Il faut aussi s’interroger sur le mouvement de reditus que l’Esprit imprime à l’âme humaine : est-il parallèle à celui de l’exitus, je veux dire : de même que la mission divine de l’Esprit est un prolongement de la procession intra-trinitaire, de même le retour dans le sein du Père serait un prolongement du mouvement comme systolique par lequel l’Esprit se rapporte au Père, par le Fils ? On sait que le Fils est tout tourné vers le Père. Tel est aussi le cas de l’Esprit. C’est ce qu’atteste l’Écriture en disant que l’unique but de l’Esprit est de rappeler les paroles et l’œuvre du Fils. Voilà pourquoi il importe de réfuter un certain joachimisme séparatiste qui empêche le retour pacifiant vers la maison du Père.
Pascal Ide
[1] S. Robert Bellarmin, De Ecclesia militante, ch. 2.
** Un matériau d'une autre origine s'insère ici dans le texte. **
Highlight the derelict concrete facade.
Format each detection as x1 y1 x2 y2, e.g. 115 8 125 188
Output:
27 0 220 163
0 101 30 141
[2] Cf. Catéchisme romain, Pars I, ch. X, q. 17.
[3] Jean Adam Mœhler, Symbolique, § 38 « Comment le divin et l’humain se présentent dans l’Église », trad. Franz Lachat, Bruxelles, Société nationale pour la propagation des bons livres, 1854. Cf. Pierre Chaillet, Jean Adam Mœhler, historien et théologien de l’Église, introduction à la trad. française de l’Unité dans l’Église, coll. « Unam Sanctam », Paris, Le Cerf, 1938.
[4] Traduit par Augustin Kerkvoorde, Les mystères du christianisme, Paris, DDB, 1948.
[5] Matthias Joseph Scheeben, Le Mystère de l’Église et de ses sacrements, intr., trad. Augustin Kerkvoorde, coll. « Unam Sanctam » n° 15, Paris, Le Cerf, 21956.
[6] Georges Goyau, L’Allemagne religieuse. Le catholicisme, 1800-1870, tome IV, Paris, Perrin, 1909, p. 249. Cité par Augustin Kerkvoorde, dans son introduction à Matthias Joseph Scheeben, Le Mystère de l’Église et de ses sacrements, p. 11.
[7] Anselm Stolz, « Scheeben und das Mysterium der Kirche », Der katholische Gedanke, 1935, p. 116-124, ici p. 116. Cité par Augustin Kerkvoorde, dans son introduction à Matthias Joseph Scheeben, Le Mystère de l’Église et de ses sacrements, p. 51.
[8] Les mystères du christianisme, § 25, trad., p. 147.
[9] Ibid., § 30, trad., p. 179.
[10] Ibid., § 31, trad., p. 188-189.
[11] Ibid., § 37, trad., p. 247.
[12] Ibid., § 39, trad., p. 255.
[13] Pour ce qui suit, cf. Ibid., § 77 (1er du chapitre), p. 79-83. Souligné dans le texte
[14] Ibid., § 78 (2nd du chapitre), p. 83. Cf. p. 83-88.
[15] Mysterien des Christentums, chap. 1, § 1, Cité par Augustin Kerkvoorde, dans son introduction à Matthias Joseph Scheeben, Le Mystère de l’Église et de ses sacrements, p. 39.